### This code demonstrates a data preprocessing step in machine learning:
1. Splitting a dataset into training and testing sets for model evaluation. 
2. Save the split data into separate CSV files for further analysis or modeling.

#### Explanation
- Import Libraries. Import pandas for data manipulation and train_test_split from scikit-learn for splitting the dataset.
- Define File Paths. Define variables containing the file paths for the dataset, training data, and new data.
- Load Dataset. Load the dataset from the specified file path.
- Define Features and Target. Specify the columns to be used as features (X_columns) and the target variable (y_column).
- Split Dataset. Use train_test_split to split the dataset into training and testing sets. Here, 70% of the data is used for training (train_size=0.7).
- Output Information. Print the shapes of the training and testing sets to check the size of the splits.
Write to CSV: Save the training and testing sets to CSV files at the specified file paths.

In [1]:
# import necessary libraries for i/o and split data
import pandas as pd
from sklearn.model_selection import train_test_split

In [3]:
# define file paths
data_file_path = "D:/programming/information-technologies-of-smart-systems/term-paper/data/Clean_Dataset.csv"
train_data_file_path = "D:/programming/information-technologies-of-smart-systems/term-paper/data/final/train_data.csv"
new_data_file_path = "D:/programming/information-technologies-of-smart-systems/term-paper/data/final/new_data.csv"

In [4]:
# read the whole dataset from a CSV file
ds = pd.read_csv(data_file_path)

In [5]:
ds.columns

Index(['Unnamed: 0', 'airline', 'flight', 'source_city', 'departure_time',
       'stops', 'arrival_time', 'destination_city', 'class', 'duration',
       'days_left', 'price'],
      dtype='object')

In [6]:
y_column = ['price'] # target variable
X_columns = ['Unnamed: 0', 'airline', 'flight', 'source_city', 'departure_time',
       'stops', 'arrival_time', 'destination_city', 'class', 'duration',
       'days_left']   # define the feature columns

In [11]:
# split the dataset into training and testing sets
X_train, X_test = train_test_split(ds, train_size=0.7)

In [12]:
# output the shape of the training set
print("Training set shape:", X_train.shape)

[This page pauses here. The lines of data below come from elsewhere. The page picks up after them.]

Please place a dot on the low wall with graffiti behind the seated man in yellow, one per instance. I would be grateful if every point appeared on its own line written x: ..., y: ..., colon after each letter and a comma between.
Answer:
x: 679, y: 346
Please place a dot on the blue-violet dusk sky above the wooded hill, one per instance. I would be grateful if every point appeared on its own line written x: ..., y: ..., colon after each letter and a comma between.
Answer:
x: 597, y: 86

Training set shape: (210107, 12)


In [13]:
# output the shape of the test set
print("Training set shape:", X_test.shape)

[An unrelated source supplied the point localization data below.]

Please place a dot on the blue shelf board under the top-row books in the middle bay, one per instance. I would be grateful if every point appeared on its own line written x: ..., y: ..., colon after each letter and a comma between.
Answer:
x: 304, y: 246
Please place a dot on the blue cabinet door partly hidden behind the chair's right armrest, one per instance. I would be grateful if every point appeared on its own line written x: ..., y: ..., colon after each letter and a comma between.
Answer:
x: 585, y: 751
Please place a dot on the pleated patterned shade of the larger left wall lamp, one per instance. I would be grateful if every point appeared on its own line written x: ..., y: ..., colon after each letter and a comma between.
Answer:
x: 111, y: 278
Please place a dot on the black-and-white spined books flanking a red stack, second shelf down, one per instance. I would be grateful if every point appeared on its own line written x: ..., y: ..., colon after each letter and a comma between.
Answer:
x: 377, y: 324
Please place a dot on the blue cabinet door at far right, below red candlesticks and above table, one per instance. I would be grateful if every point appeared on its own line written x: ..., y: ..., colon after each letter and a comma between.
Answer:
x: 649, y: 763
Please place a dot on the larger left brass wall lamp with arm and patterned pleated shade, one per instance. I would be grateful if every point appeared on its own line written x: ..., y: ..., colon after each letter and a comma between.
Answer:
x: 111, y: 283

Training set shape: (90046, 12)


In [14]:
# save the training data to a CSV file
X_train.to_csv(train_data_file_path, index=False)

In [15]:
# output the shape of the testing set
print("Testing set shape:", X_test.shape)

Testing set shape: (90046, 12)


In [16]:
# save the testing data to a CSV file (with only selected feature columns)
X_test[X_columns].to_csv(new_data_file_path, index=False)